I was not looking for a proof of consciousness.  I was merely pointing out
that according to Roger's definition of intelligence (the ability to
choose), computers should already be considered intelligent.  He further
claimed that the ability to choose required consciousness, so according to
his reasoning, this would further imply that computers are already
conscious.  I pointed out this was surprising given that he came to the
opposite conclusion.

> Instead, we have to go by what we have seen so far, and what we know of
> the differences between computers and living organisms. While the future of
> computation is unknowable, we should agree that thus far:
> 1) Machines and computers have not demonstrated any initiative to survive
> or evolve independently of our efforts to configure them to imitate that
> behavior.
> 2) Our innate prejudices of robotic and mechanical qualities defines not
> merely an unfamiliar quality of life but the embodiment of the antithesis
> of life. I am not saying this means it is a fact, but we should not ignore
> this enduring and universal response which all cultures have had toward the
> introduction of mechanism. The embodiment of these qualities in myth and
> fiction present a picture of materialism and functionalism as evacuated of
> life, soul, authenticity, emotion, caring, etc.

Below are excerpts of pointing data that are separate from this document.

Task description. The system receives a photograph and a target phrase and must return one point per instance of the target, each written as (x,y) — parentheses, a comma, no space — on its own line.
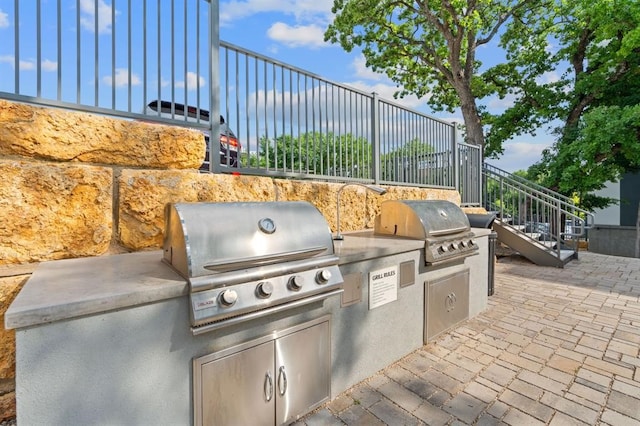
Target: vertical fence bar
(375,137)
(214,84)
(38,48)
(59,53)
(113,55)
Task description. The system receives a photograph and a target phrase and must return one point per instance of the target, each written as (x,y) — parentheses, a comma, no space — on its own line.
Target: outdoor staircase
(542,225)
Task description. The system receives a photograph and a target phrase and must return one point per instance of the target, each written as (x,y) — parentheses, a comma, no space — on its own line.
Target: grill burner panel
(243,260)
(441,224)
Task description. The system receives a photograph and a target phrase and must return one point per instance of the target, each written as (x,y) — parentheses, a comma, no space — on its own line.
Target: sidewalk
(555,346)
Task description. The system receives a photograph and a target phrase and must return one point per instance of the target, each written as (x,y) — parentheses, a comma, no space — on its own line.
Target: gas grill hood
(442,225)
(420,219)
(205,239)
(247,260)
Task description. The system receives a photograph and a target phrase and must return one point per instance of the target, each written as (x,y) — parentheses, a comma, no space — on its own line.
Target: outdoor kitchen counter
(364,245)
(64,289)
(69,288)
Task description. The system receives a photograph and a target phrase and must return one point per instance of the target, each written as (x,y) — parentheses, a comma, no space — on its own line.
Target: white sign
(383,286)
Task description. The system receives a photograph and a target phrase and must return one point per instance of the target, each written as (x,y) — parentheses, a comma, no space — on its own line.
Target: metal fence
(117,59)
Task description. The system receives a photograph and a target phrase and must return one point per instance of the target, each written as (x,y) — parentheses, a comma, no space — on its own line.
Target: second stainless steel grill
(246,260)
(442,225)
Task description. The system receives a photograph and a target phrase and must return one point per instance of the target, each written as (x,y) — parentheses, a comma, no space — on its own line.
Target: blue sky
(290,31)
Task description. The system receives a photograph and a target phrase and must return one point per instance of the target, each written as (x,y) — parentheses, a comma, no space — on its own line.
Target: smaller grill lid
(420,219)
(203,239)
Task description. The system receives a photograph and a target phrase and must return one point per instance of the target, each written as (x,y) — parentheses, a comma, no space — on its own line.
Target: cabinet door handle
(282,381)
(268,386)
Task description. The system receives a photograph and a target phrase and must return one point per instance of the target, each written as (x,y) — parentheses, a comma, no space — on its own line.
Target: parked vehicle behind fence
(229,144)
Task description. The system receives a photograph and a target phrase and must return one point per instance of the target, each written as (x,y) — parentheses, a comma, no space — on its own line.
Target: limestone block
(143,195)
(358,206)
(9,288)
(54,134)
(7,406)
(53,211)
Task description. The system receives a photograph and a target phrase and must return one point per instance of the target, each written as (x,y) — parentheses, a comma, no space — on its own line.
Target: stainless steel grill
(441,224)
(247,260)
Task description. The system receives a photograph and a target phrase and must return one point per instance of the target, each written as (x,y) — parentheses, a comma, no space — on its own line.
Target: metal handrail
(523,205)
(542,189)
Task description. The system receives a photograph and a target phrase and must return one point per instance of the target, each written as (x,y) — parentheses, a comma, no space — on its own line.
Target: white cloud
(48,65)
(386,91)
(29,65)
(359,64)
(193,81)
(519,155)
(303,10)
(88,16)
(122,78)
(4,19)
(297,36)
(7,59)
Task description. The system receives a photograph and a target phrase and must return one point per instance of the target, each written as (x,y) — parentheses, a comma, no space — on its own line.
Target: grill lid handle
(268,259)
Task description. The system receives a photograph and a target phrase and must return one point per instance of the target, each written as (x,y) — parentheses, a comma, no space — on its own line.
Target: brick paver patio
(555,346)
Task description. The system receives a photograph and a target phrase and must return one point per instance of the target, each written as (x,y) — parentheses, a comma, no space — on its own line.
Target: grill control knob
(228,297)
(296,282)
(323,276)
(265,289)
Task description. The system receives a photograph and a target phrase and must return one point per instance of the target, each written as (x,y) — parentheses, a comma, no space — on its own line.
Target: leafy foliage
(428,47)
(314,152)
(589,83)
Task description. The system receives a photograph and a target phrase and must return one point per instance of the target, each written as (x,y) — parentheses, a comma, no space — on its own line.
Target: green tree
(413,162)
(595,96)
(429,47)
(314,152)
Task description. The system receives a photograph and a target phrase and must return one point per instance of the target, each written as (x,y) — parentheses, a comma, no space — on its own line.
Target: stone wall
(77,185)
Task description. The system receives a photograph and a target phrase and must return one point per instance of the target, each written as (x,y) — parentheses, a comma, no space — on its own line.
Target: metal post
(456,163)
(375,138)
(214,81)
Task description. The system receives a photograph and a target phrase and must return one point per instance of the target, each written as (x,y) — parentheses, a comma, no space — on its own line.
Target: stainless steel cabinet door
(303,372)
(239,389)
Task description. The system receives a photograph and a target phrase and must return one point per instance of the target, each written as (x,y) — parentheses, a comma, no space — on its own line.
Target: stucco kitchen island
(106,340)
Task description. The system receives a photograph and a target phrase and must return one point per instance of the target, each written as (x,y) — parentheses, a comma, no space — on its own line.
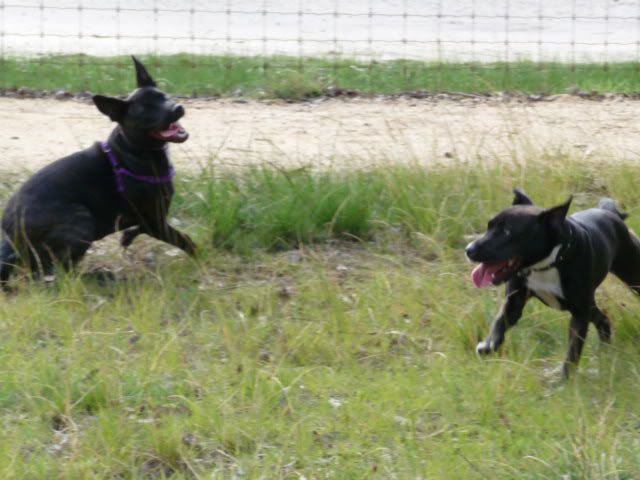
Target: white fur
(546,284)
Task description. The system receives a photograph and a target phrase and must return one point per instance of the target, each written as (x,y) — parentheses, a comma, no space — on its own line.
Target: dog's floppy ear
(142,76)
(112,107)
(521,198)
(556,215)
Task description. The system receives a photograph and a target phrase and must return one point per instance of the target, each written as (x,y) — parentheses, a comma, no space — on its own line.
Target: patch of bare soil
(341,132)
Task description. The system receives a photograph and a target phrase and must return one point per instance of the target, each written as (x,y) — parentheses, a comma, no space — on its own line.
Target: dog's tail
(611,205)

Again, it is not in the
> negativity of the stereotype, but the specific nature of the negativity
> (Frankenstein, HAL) or positivity (Silent Running robots, Star Wars Droids)
> which reveals at best a pet-like, diminutive objectified
> pseudo-subjectivity rather than a fully formed bio-equivalence.
> 3) Computers have not evolved along a path of increasing signs toward
> showing initiative. Deep Blue never shows signs that it wants to go beyond
> Chess. All improvements in computer performance can easily be categorized
> as quantitative rather than qualitative. They have not gotten smarter, we
> have just sped up the stupid until it seems more impressive.
> 4) Computers are fundamentally different than any living organism. They
> are assembled by external agents rather than produce themselves organically
> through division of a single cell.
> None of these points prove that the future of AI won't invalidate them,
> but at the same time, they constitute reasonable grounds for skepticism. To
> me, the preponderance of  evidence we have thus far indicates that any
> assumption of computing devices as they have been executed up to this point
> developing characteristics associated with biological feeling and
> spontaneous sensible initiative is purely religious faith.
Would you consider it religious faith to believe that men could one day
build heavier than air flying machines in the 1800s?

We had the example of birds, which are heavier than air, yet can fly.  If a
bird'd body is fundamentally mechanical, then it stands to reason that
certain machines can fly.  Likewise, if the brain is fundamentally
mechanical (rather than magical) it also stands to reason that certain
machines can think.  This is not religious faith, unless you consider
disbelief in magic a form of religious faith.